Der Grund für den publizistischen und politischen Zorn auf mich war mir natürlich klar: Ich hatte in Frage gestellt, dass der Mensch beliebig formbar ist und im Wesentlichen durch seine Umwelt bestimmt wird. Damit hatte ich ein zentrales Tabu des herrschenden Zeitgeistes verletzt und wurde entsprechend abgestraft. Was Wissenschaftler folgenlos schreiben durften, durfte eine ehemaliger Politiker wie ich noch lange nicht öffentlich sagen. 2014 widmete ich dieser Frage in "Der neue Tugendterror" erneut längere Passagen. Diesmal zogen es die Medien vor, das Thema zu beschweigen. Bei der Konzeption und Abfassung von "Wunschdenken" plante ich, eine erneute Intelligenzdebatte zu vermeiden. Alles aus meiner Sicht Notwendige war dazu gesagt, und dabei sollte es auch bleiben.
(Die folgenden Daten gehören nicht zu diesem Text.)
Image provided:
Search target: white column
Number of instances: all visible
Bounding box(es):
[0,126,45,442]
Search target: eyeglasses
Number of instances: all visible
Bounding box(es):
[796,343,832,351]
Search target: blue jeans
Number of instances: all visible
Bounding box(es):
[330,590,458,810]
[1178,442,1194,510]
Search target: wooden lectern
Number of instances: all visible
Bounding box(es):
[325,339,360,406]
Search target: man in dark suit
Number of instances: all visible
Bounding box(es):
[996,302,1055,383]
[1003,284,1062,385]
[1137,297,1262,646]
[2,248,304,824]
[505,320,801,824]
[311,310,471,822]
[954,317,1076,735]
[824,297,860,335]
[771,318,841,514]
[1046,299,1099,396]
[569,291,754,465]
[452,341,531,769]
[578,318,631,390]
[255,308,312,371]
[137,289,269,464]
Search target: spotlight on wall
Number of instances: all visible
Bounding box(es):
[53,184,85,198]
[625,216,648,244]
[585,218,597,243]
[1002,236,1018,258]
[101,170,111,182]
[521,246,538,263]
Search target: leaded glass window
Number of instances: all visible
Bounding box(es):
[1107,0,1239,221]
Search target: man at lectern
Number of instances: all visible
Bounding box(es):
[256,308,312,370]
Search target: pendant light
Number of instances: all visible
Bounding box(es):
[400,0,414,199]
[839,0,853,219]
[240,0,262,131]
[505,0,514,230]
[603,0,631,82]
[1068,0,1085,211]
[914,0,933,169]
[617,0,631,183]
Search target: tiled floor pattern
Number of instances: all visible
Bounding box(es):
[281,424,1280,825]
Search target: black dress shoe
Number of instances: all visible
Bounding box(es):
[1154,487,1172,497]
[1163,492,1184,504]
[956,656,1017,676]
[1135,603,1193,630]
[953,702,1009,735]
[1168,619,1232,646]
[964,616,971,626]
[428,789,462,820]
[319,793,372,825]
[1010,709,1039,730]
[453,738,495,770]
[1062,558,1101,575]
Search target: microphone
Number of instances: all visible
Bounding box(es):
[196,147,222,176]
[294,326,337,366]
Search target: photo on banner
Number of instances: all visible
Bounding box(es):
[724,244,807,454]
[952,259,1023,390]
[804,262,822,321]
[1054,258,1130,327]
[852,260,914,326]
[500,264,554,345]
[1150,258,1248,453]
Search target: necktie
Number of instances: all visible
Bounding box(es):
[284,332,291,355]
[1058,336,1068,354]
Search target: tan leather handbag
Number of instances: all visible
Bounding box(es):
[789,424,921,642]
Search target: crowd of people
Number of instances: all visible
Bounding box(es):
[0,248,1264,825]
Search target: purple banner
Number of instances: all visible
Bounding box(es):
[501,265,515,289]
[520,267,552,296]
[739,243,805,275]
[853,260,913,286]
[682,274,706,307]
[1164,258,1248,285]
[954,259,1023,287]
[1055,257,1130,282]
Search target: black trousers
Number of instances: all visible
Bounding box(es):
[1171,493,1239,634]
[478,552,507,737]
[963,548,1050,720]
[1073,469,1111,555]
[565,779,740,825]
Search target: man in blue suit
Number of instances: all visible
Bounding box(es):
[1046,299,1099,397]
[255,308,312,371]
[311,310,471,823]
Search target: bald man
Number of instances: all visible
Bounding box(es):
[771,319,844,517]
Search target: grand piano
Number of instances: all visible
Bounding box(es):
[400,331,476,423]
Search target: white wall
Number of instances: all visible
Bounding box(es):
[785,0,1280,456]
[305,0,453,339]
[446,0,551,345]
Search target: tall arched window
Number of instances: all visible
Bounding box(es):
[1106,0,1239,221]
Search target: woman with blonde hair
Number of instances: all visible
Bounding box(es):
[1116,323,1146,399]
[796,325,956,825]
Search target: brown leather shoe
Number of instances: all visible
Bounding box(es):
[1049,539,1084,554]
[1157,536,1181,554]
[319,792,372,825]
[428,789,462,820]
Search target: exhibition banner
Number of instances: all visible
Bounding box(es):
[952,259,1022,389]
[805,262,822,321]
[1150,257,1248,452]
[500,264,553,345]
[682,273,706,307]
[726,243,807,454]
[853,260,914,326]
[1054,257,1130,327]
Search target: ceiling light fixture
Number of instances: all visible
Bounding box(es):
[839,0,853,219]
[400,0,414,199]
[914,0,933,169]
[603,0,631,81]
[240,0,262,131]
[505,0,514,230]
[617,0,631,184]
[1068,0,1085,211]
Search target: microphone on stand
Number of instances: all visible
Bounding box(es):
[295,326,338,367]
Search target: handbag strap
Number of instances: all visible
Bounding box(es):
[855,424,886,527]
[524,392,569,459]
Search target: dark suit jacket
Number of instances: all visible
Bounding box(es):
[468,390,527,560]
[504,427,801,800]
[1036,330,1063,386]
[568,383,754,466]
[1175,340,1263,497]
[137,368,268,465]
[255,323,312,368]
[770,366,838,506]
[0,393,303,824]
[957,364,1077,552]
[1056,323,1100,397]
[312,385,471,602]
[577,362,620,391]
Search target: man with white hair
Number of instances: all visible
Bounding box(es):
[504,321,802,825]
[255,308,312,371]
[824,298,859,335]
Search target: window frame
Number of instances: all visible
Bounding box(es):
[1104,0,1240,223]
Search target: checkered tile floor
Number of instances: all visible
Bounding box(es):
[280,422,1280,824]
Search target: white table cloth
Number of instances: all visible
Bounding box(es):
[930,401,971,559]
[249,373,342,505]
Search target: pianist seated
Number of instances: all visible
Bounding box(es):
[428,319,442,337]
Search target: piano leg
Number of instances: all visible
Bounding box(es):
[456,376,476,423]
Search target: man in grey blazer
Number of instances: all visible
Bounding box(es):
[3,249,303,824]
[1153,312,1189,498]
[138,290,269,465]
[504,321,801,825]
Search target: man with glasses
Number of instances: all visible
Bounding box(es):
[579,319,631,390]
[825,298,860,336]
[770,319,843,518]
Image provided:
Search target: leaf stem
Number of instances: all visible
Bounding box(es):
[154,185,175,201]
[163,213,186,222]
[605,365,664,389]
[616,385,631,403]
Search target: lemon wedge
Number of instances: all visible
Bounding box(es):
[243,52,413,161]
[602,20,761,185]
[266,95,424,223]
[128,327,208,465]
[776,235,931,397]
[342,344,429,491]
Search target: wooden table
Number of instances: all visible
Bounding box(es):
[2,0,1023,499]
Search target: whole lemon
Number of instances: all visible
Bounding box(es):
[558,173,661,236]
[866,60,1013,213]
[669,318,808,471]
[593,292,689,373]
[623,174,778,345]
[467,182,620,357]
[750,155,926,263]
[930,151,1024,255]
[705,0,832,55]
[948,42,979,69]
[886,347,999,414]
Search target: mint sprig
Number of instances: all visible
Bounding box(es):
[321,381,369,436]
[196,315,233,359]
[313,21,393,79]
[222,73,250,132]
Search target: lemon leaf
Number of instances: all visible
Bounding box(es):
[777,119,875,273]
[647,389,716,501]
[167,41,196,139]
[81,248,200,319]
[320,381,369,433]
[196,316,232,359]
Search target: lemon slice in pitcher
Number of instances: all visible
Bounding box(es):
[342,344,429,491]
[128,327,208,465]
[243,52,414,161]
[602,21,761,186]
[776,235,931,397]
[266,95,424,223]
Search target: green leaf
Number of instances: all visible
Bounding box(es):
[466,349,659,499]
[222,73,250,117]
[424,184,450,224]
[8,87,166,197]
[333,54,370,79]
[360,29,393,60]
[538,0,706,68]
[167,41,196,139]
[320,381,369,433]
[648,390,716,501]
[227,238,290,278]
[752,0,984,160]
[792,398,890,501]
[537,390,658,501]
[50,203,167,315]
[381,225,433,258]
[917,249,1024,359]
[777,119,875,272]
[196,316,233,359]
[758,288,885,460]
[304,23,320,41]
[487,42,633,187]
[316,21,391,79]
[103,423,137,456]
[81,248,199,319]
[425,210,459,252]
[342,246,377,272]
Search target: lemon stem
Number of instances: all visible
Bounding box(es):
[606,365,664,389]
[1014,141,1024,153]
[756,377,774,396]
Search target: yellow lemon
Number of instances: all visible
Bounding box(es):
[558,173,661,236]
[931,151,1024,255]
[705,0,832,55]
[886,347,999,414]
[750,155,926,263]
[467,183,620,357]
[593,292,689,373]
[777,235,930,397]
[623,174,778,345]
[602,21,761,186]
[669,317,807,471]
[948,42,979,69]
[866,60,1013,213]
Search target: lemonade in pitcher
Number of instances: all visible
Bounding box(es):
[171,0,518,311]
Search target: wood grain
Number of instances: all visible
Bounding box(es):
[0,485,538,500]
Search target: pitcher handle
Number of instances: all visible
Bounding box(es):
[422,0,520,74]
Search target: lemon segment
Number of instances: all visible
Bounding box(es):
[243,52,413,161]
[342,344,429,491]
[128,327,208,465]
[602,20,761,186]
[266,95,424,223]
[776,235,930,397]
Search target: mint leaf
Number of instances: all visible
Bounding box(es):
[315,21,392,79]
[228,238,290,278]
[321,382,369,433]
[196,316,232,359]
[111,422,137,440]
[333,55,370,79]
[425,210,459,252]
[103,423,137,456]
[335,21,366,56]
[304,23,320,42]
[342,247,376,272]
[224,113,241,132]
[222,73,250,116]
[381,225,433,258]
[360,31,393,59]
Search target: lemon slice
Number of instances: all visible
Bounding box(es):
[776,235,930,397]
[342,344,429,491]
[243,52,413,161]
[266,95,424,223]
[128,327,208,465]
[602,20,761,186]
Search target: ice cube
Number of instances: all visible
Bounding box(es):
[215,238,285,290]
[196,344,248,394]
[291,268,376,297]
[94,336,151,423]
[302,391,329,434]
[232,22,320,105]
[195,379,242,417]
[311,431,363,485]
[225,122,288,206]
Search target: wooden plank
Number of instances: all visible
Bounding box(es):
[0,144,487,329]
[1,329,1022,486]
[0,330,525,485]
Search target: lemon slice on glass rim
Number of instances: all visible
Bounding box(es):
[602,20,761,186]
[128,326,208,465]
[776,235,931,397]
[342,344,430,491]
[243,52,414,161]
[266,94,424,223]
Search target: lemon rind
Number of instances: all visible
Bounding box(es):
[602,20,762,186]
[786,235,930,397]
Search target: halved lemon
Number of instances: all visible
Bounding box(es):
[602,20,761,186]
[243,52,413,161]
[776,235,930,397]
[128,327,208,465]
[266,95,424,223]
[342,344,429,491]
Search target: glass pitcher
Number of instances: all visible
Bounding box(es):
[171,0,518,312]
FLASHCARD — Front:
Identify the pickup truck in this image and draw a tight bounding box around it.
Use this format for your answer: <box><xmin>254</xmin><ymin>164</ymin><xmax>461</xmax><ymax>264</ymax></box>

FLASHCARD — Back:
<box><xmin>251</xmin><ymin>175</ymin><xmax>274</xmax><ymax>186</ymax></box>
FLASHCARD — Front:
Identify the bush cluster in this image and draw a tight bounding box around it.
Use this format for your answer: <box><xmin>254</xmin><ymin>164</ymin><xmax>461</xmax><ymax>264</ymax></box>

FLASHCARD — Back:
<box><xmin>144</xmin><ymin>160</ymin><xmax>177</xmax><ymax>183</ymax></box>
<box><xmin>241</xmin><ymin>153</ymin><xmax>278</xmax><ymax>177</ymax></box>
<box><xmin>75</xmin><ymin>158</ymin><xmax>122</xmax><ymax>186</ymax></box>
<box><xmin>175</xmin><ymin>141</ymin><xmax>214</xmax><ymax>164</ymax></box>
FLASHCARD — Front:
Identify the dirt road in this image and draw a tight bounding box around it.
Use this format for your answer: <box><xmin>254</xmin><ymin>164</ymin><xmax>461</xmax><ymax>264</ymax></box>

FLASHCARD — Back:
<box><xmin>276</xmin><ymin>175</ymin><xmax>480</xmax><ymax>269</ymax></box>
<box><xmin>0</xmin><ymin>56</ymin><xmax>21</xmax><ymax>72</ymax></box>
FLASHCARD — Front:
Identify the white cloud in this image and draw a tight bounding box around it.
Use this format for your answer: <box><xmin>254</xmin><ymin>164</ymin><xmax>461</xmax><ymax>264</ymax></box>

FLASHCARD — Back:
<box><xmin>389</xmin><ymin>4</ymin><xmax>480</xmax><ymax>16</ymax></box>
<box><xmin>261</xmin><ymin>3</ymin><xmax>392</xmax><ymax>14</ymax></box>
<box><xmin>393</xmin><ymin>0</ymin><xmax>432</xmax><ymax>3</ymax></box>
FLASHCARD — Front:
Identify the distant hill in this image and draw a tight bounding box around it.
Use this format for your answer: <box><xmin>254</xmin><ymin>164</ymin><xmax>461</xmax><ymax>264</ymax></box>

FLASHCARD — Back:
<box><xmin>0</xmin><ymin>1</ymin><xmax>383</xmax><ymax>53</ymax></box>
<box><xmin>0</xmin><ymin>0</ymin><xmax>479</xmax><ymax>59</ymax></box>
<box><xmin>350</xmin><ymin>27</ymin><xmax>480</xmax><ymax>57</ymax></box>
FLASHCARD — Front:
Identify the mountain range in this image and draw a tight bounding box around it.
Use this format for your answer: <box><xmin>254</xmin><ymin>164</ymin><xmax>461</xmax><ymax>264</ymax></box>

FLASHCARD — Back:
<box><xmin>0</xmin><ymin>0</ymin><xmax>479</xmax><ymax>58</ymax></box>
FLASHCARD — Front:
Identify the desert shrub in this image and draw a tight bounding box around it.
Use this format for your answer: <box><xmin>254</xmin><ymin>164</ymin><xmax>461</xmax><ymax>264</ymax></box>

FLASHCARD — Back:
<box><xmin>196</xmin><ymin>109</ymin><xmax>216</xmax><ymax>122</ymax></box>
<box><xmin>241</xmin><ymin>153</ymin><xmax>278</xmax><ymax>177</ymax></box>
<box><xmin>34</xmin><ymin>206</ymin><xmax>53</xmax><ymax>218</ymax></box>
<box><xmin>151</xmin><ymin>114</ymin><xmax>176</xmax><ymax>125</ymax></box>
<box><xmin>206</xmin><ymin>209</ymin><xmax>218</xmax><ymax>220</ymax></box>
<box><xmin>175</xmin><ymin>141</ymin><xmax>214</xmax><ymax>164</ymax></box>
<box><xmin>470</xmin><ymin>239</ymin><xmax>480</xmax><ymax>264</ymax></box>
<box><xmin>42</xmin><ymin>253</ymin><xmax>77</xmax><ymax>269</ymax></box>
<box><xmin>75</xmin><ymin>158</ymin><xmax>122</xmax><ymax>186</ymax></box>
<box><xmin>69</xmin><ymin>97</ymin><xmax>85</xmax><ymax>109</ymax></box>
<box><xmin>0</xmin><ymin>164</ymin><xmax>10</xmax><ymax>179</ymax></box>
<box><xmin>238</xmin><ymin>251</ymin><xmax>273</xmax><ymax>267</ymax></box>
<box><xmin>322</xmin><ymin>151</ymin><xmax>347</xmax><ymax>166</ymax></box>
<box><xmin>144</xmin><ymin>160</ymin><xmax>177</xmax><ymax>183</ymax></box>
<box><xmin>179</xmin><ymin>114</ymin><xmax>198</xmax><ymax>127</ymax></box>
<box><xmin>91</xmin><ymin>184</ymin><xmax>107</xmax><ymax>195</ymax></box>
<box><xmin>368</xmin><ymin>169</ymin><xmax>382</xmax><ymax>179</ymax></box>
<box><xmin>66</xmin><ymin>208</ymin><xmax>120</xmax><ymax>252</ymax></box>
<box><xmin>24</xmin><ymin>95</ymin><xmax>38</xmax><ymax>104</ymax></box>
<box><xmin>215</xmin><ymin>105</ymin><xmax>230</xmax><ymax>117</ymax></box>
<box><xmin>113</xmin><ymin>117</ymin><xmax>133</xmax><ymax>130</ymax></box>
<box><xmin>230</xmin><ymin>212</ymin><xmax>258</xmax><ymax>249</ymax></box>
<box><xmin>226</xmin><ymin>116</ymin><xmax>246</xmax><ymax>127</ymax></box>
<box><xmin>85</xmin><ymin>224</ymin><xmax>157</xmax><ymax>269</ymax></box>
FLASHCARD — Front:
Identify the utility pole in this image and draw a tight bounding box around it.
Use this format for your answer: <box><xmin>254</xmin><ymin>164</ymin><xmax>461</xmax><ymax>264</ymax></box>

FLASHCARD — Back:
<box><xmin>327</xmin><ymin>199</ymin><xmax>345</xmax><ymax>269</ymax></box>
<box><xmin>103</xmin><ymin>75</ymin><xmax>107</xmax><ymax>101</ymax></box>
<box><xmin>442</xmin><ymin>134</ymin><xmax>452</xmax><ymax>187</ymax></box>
Die kognitive Kompetenz speist sich aus vielen Quellen
In "Wunschdenken" behandele ich unter anderem die Quellen wirtschaftlichen Wohlstands. Dabei ist die Erkenntnis zentral, dass das menschliche Wissen, die Summe der kognitiven Kompetenzen, die vornehmliche Wohlstandquelle ist. Daraus ergibt sich die große Bedeutung eines leistungsfähigen Bildungssystems. Unterschiede im Wissenskapital erklären weitestgehend die Wohlstandsunterschiede zwischen Staaten und Gesellschaften. Das ist eine gesicherte Erkenntnis der Bildungsforschung. Ebenso gesichert ist, dass sich die kognitiven Kompetenzen aus vielen Quellen speisen, dem Bildungssystem, der familiären Herkunft, der Sozialisation in einer bestimmten Kultur, aber natürlich auch dem angeborenen individuellen Potential. Politisch kann man also eine Menge tun, und das muss man auch.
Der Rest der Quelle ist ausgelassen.